Business Day

Final act in seven-year Taylor trial

- ROD MAC-JOHNSON Sapa-AFP

VICTIMS of the bloody regime of Liberian warlord Charles Taylor spoke of their relief after his 50year jail term for war crimes and crimes against humanity in Sierra Leone was upheld by an internatio­nal court yesterday.

The final verdict by the United Nations-backed Special Court for Sierra Leone draws a line under the seven-year trial of the 65-yearold former Liberian president, sentenced in May last year for “some of the most heinous crimes in human history”.

“The message for sitting heads of state not only in Africa but beyond is that when you are in power you must exercise it judiciousl­y, have respect for the rule of law and human rights and uphold the dignity of others,” said Sierra Leone government spokesman Abdulai Bayraytay.

About 100 people, including human rights activists and survivors of the Sierra Leone civil war, watched a live broadcast of the ruling in the capital, Freetown. The former warlord is likely to spend the rest of his life behind bars, possibly in a British jail.
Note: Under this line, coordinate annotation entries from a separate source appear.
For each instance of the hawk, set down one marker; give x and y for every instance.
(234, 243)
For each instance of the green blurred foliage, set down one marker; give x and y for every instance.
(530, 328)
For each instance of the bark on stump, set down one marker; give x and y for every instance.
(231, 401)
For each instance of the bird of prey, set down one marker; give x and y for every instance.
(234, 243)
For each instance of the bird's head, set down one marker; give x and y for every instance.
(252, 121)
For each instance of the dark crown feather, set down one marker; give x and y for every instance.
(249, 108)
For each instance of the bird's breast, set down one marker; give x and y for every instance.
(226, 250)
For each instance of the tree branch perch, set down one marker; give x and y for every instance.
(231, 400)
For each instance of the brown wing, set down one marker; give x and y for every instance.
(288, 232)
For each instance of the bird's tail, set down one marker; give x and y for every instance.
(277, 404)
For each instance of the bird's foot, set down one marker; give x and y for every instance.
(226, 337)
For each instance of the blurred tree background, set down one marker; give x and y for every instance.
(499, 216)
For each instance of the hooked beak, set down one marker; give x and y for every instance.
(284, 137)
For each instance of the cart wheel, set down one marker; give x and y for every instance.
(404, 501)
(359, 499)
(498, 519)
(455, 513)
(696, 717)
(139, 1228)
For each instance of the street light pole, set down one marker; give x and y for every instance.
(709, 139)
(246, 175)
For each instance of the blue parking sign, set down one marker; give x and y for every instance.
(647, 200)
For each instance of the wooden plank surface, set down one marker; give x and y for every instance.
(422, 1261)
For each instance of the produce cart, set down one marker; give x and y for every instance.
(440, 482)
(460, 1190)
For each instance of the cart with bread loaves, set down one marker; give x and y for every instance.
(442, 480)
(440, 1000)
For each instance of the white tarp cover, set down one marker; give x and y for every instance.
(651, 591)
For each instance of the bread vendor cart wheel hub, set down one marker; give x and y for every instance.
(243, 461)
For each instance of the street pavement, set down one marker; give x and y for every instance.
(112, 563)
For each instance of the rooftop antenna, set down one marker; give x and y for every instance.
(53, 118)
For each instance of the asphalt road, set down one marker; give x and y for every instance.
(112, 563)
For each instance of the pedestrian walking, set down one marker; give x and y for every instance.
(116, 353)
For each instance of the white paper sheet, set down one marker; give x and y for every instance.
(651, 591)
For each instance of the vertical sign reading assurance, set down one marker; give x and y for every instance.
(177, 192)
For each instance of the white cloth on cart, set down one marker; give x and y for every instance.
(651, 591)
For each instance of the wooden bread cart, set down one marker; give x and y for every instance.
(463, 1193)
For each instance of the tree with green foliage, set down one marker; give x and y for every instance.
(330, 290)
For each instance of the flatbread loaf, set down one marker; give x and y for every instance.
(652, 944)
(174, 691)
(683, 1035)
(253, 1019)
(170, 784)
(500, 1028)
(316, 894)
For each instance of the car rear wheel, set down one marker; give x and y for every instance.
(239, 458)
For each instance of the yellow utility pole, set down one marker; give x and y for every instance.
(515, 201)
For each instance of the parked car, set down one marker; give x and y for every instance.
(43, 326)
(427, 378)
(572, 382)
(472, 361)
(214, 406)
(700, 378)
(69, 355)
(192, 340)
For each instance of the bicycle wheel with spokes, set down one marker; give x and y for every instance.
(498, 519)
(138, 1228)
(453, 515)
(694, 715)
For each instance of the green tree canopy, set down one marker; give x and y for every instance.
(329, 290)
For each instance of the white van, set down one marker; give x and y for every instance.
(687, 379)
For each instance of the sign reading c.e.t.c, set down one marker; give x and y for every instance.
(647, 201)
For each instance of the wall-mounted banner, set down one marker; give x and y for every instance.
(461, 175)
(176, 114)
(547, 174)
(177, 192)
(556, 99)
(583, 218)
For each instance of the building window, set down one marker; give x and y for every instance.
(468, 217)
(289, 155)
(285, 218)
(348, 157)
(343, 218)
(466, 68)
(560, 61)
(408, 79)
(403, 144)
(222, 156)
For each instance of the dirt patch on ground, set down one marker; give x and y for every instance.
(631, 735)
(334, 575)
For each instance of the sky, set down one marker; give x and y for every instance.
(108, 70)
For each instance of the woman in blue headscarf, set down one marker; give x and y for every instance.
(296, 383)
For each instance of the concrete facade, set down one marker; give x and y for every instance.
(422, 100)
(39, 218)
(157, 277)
He sparked a 13-year civil war in his own country when he led a rebellion in 1989 to oust President Samuel Doe, which deteriorat­ed into one of Africa’s bloodiest conflicts. His National Patriotic Front of Liberia earned a reputation for extreme violence, conscripti­ng child soldiers and terrorisin­g citizens of certain ethnic groups.

After taking Monrovia, Taylor was elected president in 1997, but violence re-erupted in 1999 when another rebellion started and he lost control of much of the country, fleeing to Nigeria in 2003.

The conflicts killed 270,000 people, with many civilians displaced and several thousand becoming victims of atrocities, according to the United Nations.

As Liberia’s president from 1997 to 2003, Taylor supported Revolution­ary United Front rebels in Sierra Leone by supplying them with guns and ammunition as they waged a campaign of terror during a civil war that claimed 120,000 lives from 1991-2002. He was arrested and transferre­d to The Hague in 2006, where he was convicted last year of aiding and abetting the rebels.